Wednesday, December 05, 2012

Make a Candy Menorah for a Sweet Chanukah

This year the Jewish festival of lights starts the evening of December 8.  This delicious hanukkiah (Chanukah nine-candle menorah) celebrates eight nights of sweetness, that is if you can keep your child (or inner child) from consuming it immediately.
Making candy and even marshmallow menorahs is not new, but these “candykiahs” have lots of options for customization. Switch the candy candle “flames” to mini marshmallows (colored ones look impressive) or other small treats.   Skip the lollipop and use an additional pretzel stick-gum drop “candle” for the shamesh, or the taller “helper” candle. Use a bit of the icing to attach gold-foil covered chocolate gelt perpendicular to the front of or flat as a base for each marshmallow.  Use additional decorating gel for designs or lettering on the marshmallows.  Spread additional frosting on the marshmallows and scatter with sprinkles, colored sugar or edible sugar glitter.

If younger children are making the menorahs, have them skip the pretzel stick candles and attach the gum drops directly to the top of the marshmallows with a bit of the icing. 

If you plan to move your creation, be sure to use the sturdy, oval heavy paper plate (I used Chinet 12 5/8” x 10” plates).  Other options include foil-wrapped cardboard or a regular dinner plates.  Be sure any base can accommodate nine of the full-sized marshmallows in a row.
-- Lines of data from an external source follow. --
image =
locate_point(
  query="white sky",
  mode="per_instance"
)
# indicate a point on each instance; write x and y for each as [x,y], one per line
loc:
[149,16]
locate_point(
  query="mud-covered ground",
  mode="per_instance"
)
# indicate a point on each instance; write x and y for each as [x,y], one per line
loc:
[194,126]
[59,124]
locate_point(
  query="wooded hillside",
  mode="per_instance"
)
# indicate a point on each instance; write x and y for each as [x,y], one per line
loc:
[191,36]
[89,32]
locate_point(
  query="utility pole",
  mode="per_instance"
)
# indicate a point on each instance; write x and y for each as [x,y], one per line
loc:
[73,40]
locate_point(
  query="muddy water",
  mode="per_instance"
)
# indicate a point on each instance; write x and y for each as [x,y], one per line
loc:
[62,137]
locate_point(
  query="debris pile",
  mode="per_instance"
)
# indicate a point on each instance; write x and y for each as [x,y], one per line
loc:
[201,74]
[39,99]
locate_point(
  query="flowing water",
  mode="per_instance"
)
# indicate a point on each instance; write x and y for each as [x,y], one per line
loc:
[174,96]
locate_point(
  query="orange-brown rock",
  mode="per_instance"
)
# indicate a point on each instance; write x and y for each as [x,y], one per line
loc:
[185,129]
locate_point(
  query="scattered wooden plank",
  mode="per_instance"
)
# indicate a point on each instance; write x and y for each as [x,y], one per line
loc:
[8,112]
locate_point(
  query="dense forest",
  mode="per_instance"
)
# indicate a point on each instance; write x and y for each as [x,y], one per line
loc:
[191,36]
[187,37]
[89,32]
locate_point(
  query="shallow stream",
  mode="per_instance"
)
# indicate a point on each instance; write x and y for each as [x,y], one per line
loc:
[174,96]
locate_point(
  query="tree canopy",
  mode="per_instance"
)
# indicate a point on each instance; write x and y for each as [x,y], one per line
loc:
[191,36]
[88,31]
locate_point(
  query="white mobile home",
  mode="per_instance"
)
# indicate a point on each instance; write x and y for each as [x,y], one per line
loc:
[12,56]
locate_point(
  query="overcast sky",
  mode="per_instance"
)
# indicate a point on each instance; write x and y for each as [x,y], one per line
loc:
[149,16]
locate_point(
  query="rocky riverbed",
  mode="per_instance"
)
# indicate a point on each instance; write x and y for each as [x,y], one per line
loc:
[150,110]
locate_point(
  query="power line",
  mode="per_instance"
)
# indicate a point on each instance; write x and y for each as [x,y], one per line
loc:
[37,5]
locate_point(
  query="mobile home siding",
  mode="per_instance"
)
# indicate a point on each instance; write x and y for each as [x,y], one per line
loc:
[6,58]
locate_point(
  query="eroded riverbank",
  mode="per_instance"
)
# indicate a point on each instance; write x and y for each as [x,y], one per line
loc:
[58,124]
A note about ingredients – you can find all the ingredients certified kosher (heckshered).  Local kosher markets and some Whole Foods stores carry the marshmallows or  they can be purchased on online.  I found kosher gum drops and lollipops at Trader Joe’s, but other brands are available locally and online.  The pretzel sticks, icing and decorating gel were purchased at Target and are widely available.
Chanukah Candy Menorah
You might need extra candy if you have nibblers and extra pretzel sticks to accommodate any breakage. 
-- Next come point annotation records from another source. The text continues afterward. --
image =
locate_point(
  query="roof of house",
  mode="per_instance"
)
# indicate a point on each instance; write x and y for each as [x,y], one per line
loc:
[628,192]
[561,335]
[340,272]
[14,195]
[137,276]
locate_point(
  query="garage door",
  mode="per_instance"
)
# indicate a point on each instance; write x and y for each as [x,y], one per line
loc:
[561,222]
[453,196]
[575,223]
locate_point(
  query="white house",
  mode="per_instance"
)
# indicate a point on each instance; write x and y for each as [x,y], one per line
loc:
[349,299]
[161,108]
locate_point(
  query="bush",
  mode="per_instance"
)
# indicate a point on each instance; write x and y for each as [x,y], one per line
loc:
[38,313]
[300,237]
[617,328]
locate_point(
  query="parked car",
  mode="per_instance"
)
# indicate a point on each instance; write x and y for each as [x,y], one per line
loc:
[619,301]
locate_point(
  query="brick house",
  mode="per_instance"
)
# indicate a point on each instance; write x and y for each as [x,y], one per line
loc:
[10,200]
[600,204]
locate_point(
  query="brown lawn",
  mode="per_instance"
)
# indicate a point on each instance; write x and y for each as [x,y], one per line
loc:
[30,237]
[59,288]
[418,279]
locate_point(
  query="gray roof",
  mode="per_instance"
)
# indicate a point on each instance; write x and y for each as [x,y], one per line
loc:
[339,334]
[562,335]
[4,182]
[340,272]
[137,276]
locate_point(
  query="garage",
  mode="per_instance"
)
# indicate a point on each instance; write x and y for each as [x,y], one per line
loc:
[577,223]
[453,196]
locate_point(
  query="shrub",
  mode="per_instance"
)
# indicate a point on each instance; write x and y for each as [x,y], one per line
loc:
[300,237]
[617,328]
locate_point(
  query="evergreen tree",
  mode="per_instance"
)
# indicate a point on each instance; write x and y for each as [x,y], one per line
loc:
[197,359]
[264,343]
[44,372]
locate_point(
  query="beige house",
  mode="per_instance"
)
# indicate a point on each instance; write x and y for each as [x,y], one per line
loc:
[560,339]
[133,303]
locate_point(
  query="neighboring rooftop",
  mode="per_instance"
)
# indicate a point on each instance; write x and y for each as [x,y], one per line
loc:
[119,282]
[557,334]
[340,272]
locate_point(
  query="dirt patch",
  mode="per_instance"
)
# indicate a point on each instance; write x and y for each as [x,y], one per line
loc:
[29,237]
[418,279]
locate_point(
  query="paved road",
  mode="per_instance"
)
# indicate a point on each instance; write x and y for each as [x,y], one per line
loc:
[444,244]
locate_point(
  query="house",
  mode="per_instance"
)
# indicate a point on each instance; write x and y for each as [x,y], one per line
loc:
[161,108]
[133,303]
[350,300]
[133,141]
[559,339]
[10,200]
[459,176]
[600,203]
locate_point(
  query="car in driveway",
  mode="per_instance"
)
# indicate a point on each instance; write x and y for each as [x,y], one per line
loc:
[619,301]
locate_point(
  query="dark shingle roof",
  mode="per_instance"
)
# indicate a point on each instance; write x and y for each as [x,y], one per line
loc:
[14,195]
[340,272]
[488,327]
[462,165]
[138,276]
For each menorah you will need
10 full-sized marshmallows
2-3 Tbs. of blue or white prepared icing or frosting
8 small gum drops
8 pretzel sticks, optional
1 lollipop
Blue decorating gel (from a tube), optional
Large, oval, heavy paper plate

Place nine marshmallows in a straight or curved line to fit on plate or other base.  Make sure the center marshmallow is snuggly touching the marshmallows on each side (needed for added support). Attach each marshmallow to base with a bit of icing.  Top center “helper candle” with just a bit more icing and attach a second marshmallow (don’t use too much or the top marshmallow will slide around). Push and turn the paper stick of the lollipop into the doubled marshmallow until it is secure.
If using pretzel sticks, gently push and turn into the base of the gum drop.  (If necessary, adults can use skewers to make guide holes for the pretzels).  Holding the marshmallow, gently push and turn the pretzel stick with the attached gum drop into the marshmallow.  Repeat for the 7 other marshmallows.

If not using pretzels, top the 8 remaining marshmallows with a dot of icing and attach gum drops.
If using decorating gel, pipe a Jewish star or other design on the front of center marshmallow.
A version of this Chanukah (or Hanukkah)  post appeared in the December 2012 Temple Beth Abraham Omer.